Looking at the kaleidoscope of similar political steps by ‘mature Putin’ and statements about the necessity "to upgrade the quality and social responsibility of the state management" as a principal goal of the administrative reform, analysts tend to see the Kremlin’s most important task: to restore confidence of the society and business in the state power.

Profile:
Mikhail Fradkov was born on September 1, 1950, in Moscow. In 1972 graduated from the Moscow Machine Tool & Tool Material Institute and in 1981 from the Academy of Foreign Trade. From 1973 occupied various posts in the sphere of external economic relations, represented Russia in the GATT at the beginning of the 1990s.
From 1992 to 1997 was deputy, first deputy minister of external economic relations of the Russian Federation. From 1997 to 1998 was minister of external economic relations and trade of the Russian Federation. From 1998 to 1999 was chairman of the board of directors and later general director of Ingosstrakh.
From 1999 to 2000 was minister of trade of the Russian Federation. From May 2000 to March 2001 was first deputy secretary of the Security Council of the Russian Federation. In March 2001 became head of the Federal Service of Tax Police (FSTP).
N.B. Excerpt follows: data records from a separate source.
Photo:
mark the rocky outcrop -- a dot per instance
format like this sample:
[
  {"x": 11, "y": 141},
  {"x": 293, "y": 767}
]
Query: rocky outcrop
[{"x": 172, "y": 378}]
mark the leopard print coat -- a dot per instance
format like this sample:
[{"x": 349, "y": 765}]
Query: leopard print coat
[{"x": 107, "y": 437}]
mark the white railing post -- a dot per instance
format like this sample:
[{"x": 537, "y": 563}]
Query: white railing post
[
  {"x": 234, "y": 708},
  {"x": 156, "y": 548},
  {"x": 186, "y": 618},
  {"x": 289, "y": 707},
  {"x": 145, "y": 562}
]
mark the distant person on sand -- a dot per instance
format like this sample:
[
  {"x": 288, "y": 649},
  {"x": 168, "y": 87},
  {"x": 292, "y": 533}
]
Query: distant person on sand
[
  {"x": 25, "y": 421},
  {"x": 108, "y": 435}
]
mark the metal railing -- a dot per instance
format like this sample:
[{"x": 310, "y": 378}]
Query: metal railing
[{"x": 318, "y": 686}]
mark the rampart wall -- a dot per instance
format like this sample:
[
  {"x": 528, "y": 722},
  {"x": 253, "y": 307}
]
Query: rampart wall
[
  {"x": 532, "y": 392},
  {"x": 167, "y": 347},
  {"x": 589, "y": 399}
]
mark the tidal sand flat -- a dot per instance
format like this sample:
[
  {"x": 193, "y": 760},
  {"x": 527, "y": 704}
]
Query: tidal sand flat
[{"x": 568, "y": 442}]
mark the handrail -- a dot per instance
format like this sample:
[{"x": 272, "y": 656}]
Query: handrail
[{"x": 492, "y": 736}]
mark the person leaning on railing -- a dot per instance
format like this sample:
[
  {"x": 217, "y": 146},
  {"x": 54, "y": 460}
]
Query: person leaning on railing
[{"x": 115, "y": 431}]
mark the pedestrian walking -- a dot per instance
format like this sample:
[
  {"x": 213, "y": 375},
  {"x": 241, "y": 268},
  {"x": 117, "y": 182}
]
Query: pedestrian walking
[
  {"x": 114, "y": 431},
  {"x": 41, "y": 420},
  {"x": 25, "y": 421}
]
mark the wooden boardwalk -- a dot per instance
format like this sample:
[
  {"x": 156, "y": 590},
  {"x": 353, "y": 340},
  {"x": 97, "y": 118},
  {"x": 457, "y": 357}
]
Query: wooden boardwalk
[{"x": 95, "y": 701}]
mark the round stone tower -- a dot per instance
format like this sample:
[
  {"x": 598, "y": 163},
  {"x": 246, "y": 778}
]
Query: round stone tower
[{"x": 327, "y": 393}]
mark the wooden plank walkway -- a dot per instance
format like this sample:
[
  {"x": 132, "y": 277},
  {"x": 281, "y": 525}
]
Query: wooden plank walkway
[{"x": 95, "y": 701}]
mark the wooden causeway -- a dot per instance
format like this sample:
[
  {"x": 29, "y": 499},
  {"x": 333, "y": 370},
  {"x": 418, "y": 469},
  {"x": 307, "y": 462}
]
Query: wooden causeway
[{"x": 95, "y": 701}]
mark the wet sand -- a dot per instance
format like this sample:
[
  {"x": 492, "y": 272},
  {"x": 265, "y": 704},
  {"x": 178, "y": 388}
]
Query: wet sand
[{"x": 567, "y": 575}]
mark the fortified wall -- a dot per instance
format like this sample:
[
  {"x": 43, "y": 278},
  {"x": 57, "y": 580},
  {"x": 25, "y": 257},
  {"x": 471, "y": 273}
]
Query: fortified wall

In March 2003, after FSTP was abolished, was appointed Russia’s plenipotentiary with the EU having the rank of a federal minister. In June 2003 was appointed special representative of the Russian president on development of relations with the European Union (while keeping the previous post).
Knows English and Spanish. Married. Has two children.

For the record
The administrative reform goes on. The order to reorganize the government staff signed by Mikhail Fradkov in late April has become one of its key stages, reported Dmitry Kozak, its former chief. Only 12 of 23 departments remain in the White House. The maximum number of the staff workers is limited to 954 people. About 20% of the staff workers or 240 people have been laid off. In Kozak’s words, "high-paid chiefs" have been among them. As a result, "salaries have been raised and expenses have been reduced", he noted.
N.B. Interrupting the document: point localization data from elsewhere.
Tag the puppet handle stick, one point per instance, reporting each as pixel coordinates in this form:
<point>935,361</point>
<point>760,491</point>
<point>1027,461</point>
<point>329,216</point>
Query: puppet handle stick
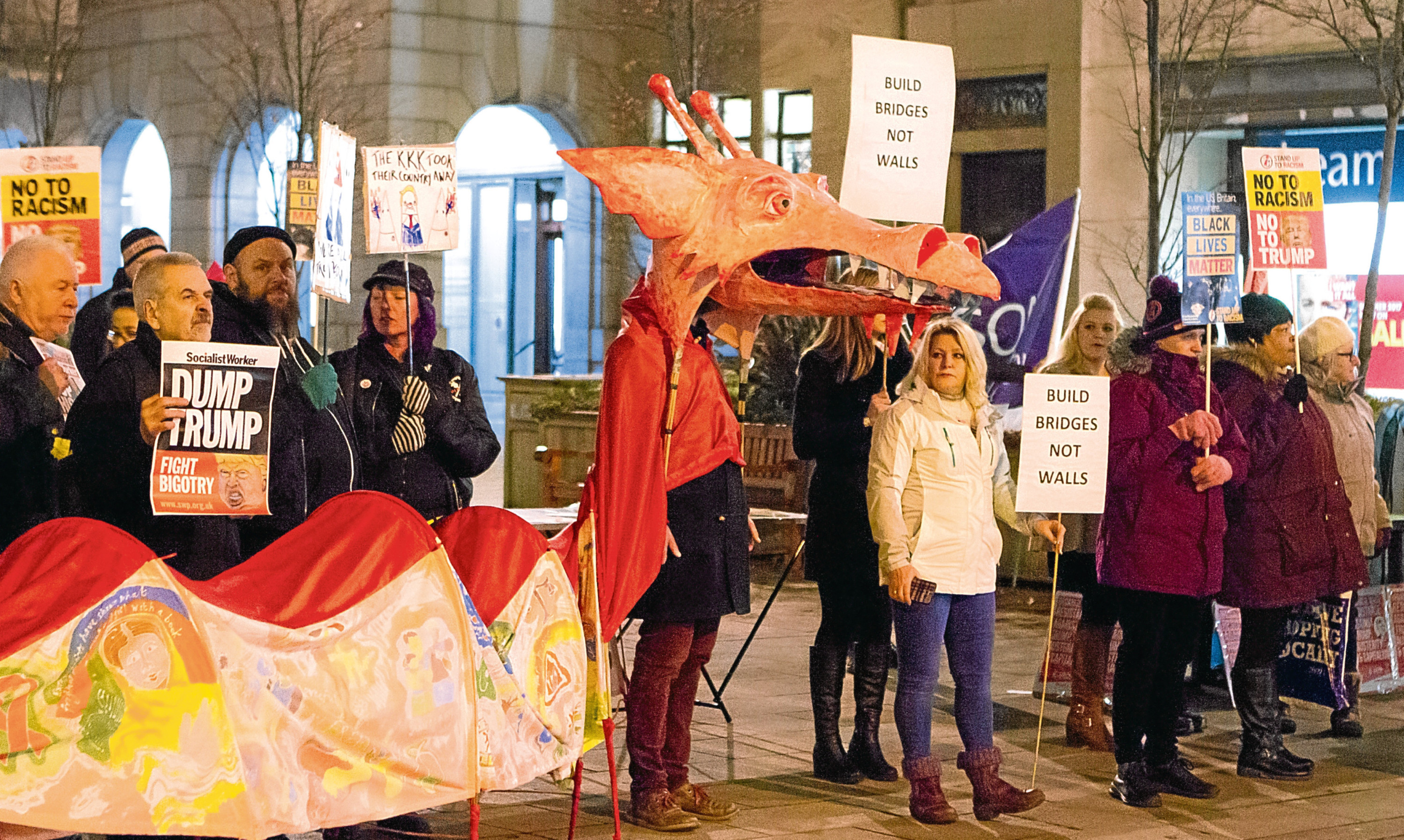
<point>1048,657</point>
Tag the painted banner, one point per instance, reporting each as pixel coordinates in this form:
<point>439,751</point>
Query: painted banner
<point>302,207</point>
<point>1287,219</point>
<point>215,460</point>
<point>336,183</point>
<point>1063,456</point>
<point>55,190</point>
<point>1212,292</point>
<point>902,113</point>
<point>410,198</point>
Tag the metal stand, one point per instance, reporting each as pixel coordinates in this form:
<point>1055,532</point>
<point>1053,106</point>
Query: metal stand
<point>717,703</point>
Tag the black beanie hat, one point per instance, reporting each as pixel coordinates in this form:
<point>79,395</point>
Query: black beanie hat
<point>1260,315</point>
<point>250,235</point>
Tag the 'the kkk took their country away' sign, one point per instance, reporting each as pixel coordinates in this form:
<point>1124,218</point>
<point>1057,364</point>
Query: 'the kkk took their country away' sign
<point>55,190</point>
<point>215,460</point>
<point>1212,288</point>
<point>1063,450</point>
<point>902,111</point>
<point>410,198</point>
<point>1287,218</point>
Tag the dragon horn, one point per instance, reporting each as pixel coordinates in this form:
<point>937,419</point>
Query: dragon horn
<point>702,104</point>
<point>662,88</point>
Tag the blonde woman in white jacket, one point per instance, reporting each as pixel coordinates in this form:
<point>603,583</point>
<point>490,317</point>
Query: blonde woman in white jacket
<point>937,478</point>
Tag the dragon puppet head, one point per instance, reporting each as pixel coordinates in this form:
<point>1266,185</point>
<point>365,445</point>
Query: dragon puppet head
<point>756,239</point>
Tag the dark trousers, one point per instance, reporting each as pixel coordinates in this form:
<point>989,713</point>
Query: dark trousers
<point>853,613</point>
<point>1159,634</point>
<point>667,666</point>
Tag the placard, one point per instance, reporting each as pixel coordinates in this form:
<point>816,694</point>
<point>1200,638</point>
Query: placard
<point>1212,288</point>
<point>55,190</point>
<point>215,460</point>
<point>336,182</point>
<point>1287,218</point>
<point>1063,450</point>
<point>902,111</point>
<point>410,198</point>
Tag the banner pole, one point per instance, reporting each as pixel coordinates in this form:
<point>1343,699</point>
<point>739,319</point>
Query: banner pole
<point>1048,657</point>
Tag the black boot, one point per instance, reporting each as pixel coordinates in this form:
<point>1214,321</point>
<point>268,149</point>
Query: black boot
<point>1261,753</point>
<point>870,687</point>
<point>826,686</point>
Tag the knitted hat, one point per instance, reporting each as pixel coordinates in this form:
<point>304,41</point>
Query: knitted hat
<point>392,273</point>
<point>1326,335</point>
<point>250,235</point>
<point>1260,315</point>
<point>138,242</point>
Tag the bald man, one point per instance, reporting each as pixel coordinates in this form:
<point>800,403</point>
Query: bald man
<point>118,416</point>
<point>38,299</point>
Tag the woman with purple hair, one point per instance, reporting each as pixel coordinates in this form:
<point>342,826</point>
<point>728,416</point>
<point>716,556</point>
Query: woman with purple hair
<point>423,432</point>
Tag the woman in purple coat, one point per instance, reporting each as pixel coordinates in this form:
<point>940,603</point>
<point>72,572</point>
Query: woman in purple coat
<point>1291,534</point>
<point>1162,537</point>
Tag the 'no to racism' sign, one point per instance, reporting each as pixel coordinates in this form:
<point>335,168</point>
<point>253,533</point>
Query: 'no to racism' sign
<point>1063,449</point>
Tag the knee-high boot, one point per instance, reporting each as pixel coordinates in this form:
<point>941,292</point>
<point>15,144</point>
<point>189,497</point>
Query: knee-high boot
<point>826,686</point>
<point>870,689</point>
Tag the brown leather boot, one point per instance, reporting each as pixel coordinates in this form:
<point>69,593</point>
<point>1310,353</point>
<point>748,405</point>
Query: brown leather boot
<point>993,796</point>
<point>1086,724</point>
<point>927,800</point>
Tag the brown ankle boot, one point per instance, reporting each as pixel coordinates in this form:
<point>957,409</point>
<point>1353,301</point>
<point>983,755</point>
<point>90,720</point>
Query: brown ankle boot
<point>1086,724</point>
<point>927,800</point>
<point>993,796</point>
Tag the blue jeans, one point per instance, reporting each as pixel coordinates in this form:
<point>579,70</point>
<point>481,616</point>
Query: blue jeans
<point>966,624</point>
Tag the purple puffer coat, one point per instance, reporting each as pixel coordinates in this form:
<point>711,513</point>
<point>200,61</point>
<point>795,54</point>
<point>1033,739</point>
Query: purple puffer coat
<point>1291,536</point>
<point>1159,534</point>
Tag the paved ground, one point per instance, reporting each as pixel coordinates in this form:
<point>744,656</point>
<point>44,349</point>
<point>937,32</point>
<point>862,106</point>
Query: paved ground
<point>761,760</point>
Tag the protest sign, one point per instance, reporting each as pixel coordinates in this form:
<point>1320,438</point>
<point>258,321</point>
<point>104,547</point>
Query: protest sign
<point>55,190</point>
<point>336,182</point>
<point>410,198</point>
<point>215,460</point>
<point>1063,450</point>
<point>302,207</point>
<point>902,111</point>
<point>1287,219</point>
<point>1212,288</point>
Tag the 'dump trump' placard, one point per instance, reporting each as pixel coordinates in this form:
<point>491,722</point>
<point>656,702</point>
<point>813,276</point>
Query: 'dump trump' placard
<point>1063,450</point>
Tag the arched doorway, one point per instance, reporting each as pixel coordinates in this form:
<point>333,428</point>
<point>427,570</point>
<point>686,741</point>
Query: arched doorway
<point>520,292</point>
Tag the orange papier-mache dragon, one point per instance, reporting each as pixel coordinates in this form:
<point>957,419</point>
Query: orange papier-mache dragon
<point>756,241</point>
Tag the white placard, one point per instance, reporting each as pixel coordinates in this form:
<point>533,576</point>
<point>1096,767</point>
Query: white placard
<point>902,110</point>
<point>1063,447</point>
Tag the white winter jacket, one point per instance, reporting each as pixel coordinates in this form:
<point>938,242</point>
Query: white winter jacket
<point>934,488</point>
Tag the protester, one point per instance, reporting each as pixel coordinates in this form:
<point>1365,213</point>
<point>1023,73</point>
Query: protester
<point>1083,353</point>
<point>1291,534</point>
<point>1330,364</point>
<point>1162,543</point>
<point>314,453</point>
<point>120,415</point>
<point>38,298</point>
<point>424,436</point>
<point>95,326</point>
<point>841,389</point>
<point>937,478</point>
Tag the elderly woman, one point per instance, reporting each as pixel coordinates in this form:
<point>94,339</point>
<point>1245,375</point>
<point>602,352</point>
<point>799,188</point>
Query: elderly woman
<point>937,478</point>
<point>1329,363</point>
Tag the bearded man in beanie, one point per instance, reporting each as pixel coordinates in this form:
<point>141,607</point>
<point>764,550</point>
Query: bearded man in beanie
<point>95,322</point>
<point>1292,539</point>
<point>314,453</point>
<point>1160,544</point>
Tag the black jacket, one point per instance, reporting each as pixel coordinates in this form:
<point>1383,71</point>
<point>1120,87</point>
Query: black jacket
<point>92,326</point>
<point>461,442</point>
<point>829,429</point>
<point>111,466</point>
<point>314,454</point>
<point>30,422</point>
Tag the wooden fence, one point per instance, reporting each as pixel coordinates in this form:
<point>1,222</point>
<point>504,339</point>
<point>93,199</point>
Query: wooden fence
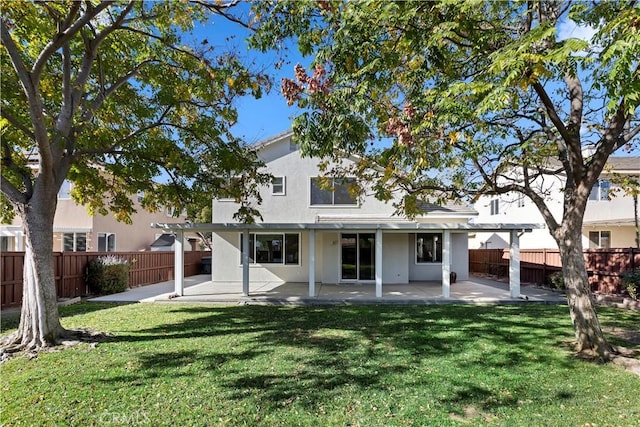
<point>604,266</point>
<point>69,268</point>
The departments check the incoming documents, control their turnover and prepare opinions on normative acts. The staff has no chance to rewrite documents without ministers’ knowledge like it happened before, said Kozak. Disagreements are discussed at sessions with the prime minister, vice prime minister and chief of staff.
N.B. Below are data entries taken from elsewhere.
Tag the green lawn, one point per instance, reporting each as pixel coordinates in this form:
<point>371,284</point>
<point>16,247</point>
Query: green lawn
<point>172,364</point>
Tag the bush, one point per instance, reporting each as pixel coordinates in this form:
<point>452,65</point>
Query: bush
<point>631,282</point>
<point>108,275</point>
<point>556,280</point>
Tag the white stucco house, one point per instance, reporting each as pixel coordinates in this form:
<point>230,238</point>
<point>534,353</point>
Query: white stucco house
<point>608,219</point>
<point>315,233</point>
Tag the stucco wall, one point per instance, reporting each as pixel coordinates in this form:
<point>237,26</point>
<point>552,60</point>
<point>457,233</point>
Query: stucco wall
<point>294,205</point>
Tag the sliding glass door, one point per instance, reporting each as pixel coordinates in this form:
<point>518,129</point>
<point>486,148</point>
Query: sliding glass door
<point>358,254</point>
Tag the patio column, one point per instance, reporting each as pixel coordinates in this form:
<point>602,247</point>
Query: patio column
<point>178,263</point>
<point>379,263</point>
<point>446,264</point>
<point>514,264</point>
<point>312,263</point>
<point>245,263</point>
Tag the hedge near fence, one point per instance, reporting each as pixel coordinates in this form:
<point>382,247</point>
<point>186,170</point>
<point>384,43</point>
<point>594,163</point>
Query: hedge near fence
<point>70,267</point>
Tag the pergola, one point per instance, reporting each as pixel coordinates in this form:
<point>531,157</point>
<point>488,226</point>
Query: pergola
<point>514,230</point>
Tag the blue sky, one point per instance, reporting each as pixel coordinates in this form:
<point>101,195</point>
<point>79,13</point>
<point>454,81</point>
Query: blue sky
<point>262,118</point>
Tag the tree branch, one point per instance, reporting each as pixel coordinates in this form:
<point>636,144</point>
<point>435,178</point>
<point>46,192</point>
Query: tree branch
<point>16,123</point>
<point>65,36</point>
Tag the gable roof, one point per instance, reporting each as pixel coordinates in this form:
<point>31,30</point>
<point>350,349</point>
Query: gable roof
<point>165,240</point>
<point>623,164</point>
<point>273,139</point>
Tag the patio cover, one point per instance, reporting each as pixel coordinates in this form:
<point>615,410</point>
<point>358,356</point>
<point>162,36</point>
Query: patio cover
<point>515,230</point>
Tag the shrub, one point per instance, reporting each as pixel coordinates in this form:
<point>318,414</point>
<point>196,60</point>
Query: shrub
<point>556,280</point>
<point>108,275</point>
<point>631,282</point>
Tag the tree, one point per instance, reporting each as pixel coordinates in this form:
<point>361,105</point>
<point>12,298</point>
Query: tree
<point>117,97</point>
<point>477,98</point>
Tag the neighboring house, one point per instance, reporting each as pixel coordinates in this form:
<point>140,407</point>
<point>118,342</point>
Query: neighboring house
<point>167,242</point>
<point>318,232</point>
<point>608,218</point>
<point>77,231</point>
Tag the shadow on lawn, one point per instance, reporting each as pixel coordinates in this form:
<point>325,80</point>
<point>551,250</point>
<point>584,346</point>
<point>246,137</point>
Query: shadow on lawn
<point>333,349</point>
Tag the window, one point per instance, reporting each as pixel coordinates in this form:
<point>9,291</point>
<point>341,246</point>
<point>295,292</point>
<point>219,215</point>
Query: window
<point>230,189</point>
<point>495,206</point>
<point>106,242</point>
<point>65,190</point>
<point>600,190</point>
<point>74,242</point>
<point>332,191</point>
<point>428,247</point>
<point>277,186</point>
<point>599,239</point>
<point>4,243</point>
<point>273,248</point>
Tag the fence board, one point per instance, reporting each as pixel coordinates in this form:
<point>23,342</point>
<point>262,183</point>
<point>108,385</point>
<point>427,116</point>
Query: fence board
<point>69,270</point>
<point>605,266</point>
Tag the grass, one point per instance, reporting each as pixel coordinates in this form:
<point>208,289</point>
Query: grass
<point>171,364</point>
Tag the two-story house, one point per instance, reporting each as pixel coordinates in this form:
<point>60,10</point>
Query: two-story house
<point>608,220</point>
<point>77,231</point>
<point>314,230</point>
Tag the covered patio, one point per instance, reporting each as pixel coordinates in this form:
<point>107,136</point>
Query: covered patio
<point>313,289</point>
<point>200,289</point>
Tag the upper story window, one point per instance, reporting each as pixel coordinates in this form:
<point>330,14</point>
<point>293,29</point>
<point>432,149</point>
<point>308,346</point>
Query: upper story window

The informal status of aides to the prime minister (by the list of staff workers there should be 15 aides) has been upgraded. Some former ministers are among them. Aides to the prime minister are empowered – along with departments – to give opinions on normative documents. Besides, they are tasked to carry out specific assignments. In particular, they will become executive secretaries of the six government commissions.
Dmitry Kozak does not rule out that the structure will be further corrected. "I do not think that radical changes will take place. Although there are different nuances, the scheme as a whole is all right", he says.